A native animation tool inside Figma.
No plugins. No weird workflows. No jumping between tools.
Then I actually used it.
And honestly... what happened here?
It Feels Weirdly Unfinished
This isn't a "beta has bugs" complaint.
I expect bugs.
What surprised me was how many basic UX decisions felt wrong.
The timeline feels awkward.
Interactions feel inconsistent.
Simple actions somehow take more clicks than they should.
Why Is It So Slow?
The biggest problem isn't missing features.
It's the feeling.
Everything feels heavy.
Dragging through the timeline feels heavy.
Selecting things feels heavy.
Working on larger files feels heavy.
It's hard to explain, but the whole experience lacks that polished "Figma feeling" we're used to.
The best Figma products usually disappear and let you focus on your work.
Motion constantly reminds you that you're using Motion.
Missing Things You'd Expect To Exist
After a few hours I kept running into walls.
Want to do advanced text animation?
Good luck.
Want to animate gradients?
Limited.
Want more sophisticated motion workflows?
You'll hit restrictions quickly.
Want nested animation systems?
Not really.
For a company with Figma's resources, I expected much more from version one.
The Strange Part
There are already plugins solving many of these problems.
Whether it's MotionKit, Figmotion, or other animation tools in the ecosystem, users have been doing advanced motion work inside Figma for years.
So naturally I expected Figma to study what works and build something better.
Instead it feels like they reinvented the wheel and somehow made it square.
It Doesn't Feel Like Figma
This is probably my biggest criticism.
The best Figma features feel obvious.
You open them and immediately understand the workflow.
Motion feels like the opposite.
It feels like a separate product that got dropped into Figma.
The UX feels disconnected from the rest of the platform.

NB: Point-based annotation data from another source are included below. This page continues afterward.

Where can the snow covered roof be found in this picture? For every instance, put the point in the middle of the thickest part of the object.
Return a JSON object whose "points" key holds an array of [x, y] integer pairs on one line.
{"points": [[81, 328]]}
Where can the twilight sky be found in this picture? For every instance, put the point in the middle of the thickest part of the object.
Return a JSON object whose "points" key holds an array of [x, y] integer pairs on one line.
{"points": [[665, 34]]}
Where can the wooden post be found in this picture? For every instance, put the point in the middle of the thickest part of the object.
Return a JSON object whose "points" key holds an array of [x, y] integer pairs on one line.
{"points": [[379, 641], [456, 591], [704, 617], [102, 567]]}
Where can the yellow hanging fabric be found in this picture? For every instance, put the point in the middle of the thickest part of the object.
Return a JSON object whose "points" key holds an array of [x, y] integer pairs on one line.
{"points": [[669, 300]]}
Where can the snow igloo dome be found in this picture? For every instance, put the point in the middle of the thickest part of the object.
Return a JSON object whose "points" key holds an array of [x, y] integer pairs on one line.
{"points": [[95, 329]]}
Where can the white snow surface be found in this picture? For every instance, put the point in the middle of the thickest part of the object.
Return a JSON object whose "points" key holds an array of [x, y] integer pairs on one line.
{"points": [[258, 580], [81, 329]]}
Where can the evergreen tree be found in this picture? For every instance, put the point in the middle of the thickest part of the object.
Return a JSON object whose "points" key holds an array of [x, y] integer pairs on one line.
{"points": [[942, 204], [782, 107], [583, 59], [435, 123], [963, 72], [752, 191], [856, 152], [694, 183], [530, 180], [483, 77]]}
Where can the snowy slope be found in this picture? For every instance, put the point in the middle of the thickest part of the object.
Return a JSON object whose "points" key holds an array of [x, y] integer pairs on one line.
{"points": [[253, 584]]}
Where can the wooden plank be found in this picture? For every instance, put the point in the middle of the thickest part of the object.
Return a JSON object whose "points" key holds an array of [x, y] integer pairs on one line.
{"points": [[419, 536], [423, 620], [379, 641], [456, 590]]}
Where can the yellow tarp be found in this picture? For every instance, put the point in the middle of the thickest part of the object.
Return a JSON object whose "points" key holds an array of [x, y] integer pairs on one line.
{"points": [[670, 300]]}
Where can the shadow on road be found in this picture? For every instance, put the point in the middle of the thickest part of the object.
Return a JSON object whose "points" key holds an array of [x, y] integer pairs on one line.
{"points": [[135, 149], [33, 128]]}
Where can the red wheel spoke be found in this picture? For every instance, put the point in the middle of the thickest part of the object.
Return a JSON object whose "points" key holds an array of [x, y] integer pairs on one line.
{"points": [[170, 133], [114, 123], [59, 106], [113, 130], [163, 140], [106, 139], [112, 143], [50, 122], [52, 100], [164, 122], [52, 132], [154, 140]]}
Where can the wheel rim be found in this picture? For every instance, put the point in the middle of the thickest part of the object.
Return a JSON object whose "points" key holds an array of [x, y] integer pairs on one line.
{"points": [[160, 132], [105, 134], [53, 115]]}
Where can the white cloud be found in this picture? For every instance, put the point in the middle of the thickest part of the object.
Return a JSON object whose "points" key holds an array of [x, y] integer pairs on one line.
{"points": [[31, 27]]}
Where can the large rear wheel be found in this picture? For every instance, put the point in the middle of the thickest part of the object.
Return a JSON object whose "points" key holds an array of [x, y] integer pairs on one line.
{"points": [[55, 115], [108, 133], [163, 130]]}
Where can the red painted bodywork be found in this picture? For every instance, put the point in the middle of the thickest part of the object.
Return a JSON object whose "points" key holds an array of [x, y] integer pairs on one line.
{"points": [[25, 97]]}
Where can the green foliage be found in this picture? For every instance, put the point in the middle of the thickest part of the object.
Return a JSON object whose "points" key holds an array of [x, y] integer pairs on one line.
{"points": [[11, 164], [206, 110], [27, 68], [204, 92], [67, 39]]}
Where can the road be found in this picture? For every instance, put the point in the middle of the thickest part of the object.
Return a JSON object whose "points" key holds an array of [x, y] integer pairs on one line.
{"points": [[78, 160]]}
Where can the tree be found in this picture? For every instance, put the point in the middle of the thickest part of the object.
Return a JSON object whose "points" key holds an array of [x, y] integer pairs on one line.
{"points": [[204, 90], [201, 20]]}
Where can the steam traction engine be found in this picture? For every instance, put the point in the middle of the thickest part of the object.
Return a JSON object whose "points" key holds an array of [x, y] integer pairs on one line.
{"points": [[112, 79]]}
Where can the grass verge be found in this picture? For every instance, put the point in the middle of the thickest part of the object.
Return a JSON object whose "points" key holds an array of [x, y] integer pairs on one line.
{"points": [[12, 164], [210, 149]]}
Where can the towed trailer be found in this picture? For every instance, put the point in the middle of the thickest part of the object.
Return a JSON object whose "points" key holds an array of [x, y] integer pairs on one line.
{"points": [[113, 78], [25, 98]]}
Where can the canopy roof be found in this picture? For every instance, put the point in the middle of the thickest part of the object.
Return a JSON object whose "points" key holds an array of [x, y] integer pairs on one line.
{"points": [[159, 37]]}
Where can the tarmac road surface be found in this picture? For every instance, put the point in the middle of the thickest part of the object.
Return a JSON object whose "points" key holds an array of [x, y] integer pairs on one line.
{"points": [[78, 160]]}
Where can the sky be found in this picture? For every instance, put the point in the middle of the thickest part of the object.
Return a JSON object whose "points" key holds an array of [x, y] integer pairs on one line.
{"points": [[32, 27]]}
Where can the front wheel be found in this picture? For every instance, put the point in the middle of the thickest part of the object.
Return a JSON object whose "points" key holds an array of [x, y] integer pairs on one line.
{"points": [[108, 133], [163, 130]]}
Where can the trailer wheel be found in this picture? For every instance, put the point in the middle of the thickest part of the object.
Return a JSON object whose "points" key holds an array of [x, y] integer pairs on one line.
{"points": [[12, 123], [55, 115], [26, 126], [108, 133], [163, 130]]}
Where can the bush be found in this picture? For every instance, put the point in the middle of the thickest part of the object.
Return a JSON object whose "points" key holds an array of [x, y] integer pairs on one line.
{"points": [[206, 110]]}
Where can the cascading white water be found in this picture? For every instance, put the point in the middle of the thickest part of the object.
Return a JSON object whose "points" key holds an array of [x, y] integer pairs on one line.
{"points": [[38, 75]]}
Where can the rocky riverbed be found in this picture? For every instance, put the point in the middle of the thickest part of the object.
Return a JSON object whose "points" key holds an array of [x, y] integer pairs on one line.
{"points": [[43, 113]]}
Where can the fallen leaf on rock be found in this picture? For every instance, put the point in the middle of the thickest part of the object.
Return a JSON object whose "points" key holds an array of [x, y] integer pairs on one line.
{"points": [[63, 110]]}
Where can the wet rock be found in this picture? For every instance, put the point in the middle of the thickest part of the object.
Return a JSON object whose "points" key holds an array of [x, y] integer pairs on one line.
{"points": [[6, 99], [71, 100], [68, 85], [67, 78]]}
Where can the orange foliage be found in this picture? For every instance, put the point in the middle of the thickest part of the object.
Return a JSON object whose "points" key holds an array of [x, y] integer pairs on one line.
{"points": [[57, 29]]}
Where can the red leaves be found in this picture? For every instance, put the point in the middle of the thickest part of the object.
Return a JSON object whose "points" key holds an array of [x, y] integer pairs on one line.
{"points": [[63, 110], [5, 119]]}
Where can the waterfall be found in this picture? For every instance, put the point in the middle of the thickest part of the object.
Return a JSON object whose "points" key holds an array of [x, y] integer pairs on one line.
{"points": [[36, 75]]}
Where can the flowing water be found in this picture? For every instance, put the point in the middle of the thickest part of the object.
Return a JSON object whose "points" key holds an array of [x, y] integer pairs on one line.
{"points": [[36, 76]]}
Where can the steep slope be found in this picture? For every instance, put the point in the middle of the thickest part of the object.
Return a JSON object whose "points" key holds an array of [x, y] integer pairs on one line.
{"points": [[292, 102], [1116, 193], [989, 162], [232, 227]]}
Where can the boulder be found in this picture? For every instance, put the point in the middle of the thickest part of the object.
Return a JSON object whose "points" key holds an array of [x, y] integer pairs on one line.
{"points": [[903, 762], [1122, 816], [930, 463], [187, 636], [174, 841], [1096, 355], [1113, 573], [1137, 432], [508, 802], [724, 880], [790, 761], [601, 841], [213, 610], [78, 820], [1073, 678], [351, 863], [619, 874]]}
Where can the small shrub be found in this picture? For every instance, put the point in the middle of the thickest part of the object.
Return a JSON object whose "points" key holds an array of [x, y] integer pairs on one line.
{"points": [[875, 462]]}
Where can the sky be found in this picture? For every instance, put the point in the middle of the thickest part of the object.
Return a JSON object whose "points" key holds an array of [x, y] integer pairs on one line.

The performance feels off.
The workflow feels overcomplicated.
At times it genuinely felt like somebody shipped the first prototype and called it a beta.
Final Thoughts
I really want Motion to succeed.
A first-party animation tool inside Figma would be amazing for designers.
But right now?
I'm not frustrated because it's missing features.
I'm frustrated because it doesn't feel finished.
The whole thing feels surprisingly rough, surprisingly slow, and surprisingly difficult to enjoy.
Maybe it'll become great in a year.
Today, it feels less like a polished Figma product and more like a proof of concept that escaped into production.